Spatial Transcriptomics (ST) is a technology that measures gene expression profiles within tissue sections while retaining spatial context. It reveals localized gene expression patterns and tissue heterogeneity, both of which are essential for understanding disease etiology. However, its high cost has driven efforts to predict spatial gene expression from whole slide images. Despite recent advancements, current methods still face significant limitations, such as under-exploitation of high-level biological context, over-reliance on exemplar retrievals, and inadequate alignment of heterogeneous modalities. To address these challenges, we propose DKAN, a novel Dual-path Knowledge-Augmented contrastive alignment Network that predicts spatially resolved gene expression by integrating histopathological images and gene expression profiles through a biologically informed approach. Specifically, we introduce an effective gene semantic representation module that leverages the external gene database to provide additional biological insights, thereby enhancing gene expression prediction. Further, we adopt a unified, one-stage contrastive learning paradigm, seamlessly combining contrastive learning and supervised learning to eliminate reliance on exemplars, complemented with an adaptive weighting mechanism. Additionally, we propose a dual-path contrastive alignment module that employs gene semantic features as dynamic cross-modal coordinators to enable effective heterogeneous feature integration.

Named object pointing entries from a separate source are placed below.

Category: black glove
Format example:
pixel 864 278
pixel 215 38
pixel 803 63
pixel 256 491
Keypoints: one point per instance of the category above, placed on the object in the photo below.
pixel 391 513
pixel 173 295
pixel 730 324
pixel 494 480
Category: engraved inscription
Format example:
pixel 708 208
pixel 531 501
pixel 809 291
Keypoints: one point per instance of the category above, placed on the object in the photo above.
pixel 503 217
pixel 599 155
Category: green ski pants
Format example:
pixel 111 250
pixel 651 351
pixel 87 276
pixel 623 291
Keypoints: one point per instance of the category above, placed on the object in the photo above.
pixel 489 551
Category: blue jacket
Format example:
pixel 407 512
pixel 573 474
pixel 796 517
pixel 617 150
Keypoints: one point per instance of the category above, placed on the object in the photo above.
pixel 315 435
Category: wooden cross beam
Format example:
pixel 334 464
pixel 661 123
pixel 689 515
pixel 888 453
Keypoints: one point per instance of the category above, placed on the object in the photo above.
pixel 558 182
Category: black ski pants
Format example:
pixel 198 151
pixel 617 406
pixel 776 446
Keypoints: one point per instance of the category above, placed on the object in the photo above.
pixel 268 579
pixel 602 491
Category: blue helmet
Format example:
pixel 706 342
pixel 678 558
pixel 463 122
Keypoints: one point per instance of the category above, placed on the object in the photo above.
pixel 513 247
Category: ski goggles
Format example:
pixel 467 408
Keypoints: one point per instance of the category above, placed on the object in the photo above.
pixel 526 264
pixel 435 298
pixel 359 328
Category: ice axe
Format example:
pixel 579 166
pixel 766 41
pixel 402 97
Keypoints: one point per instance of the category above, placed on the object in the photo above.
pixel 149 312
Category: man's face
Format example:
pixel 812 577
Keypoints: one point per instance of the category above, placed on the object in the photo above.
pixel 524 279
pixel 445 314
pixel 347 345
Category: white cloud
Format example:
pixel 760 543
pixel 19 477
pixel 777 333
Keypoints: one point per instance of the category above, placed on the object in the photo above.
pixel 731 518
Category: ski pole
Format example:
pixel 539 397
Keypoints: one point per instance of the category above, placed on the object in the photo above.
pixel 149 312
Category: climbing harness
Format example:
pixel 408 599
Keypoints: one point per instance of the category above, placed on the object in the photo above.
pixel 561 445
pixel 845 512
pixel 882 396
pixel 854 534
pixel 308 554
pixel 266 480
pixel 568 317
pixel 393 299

Through extensive experiments across three public ST datasets, DKAN demonstrates superior performance over state-of-the-art models, establishing a new benchmark for spatial gene expression prediction and offering a powerful tool for advancing biological and clinical research.

Paper Structure

This paper contains 27 sections, 4 equations, 11 figures, 9 tables.

Figures (11)

  • Figure 1: Pipeline comparison. Existing contrastive learning and exemplar-guided methods require constructing a reference dataset and retrieving similar patches as intermediate steps, whereas our one-stage contrastive learning method operates through a straightforward pipeline.
  • Figure 2: Overview of DKAN framework. (a) Gene semantic feature representation module. (b) Gene expression feature embedding module. (c) Multi-level image embedding module. (d) Dual-path contrastive alignment module. (e) Example spatial gene expression map for FN1 in the STNET dataset.
  • Figure 3: Visualization of expression patterns of cancer biomarker genes alongside PCC values for all datasets.
  • Figure S1: Prompt template for breast cancer datasets.
  • Figure S2: Visualization of Cancer Marker Gene Expression on HER2+ dataset.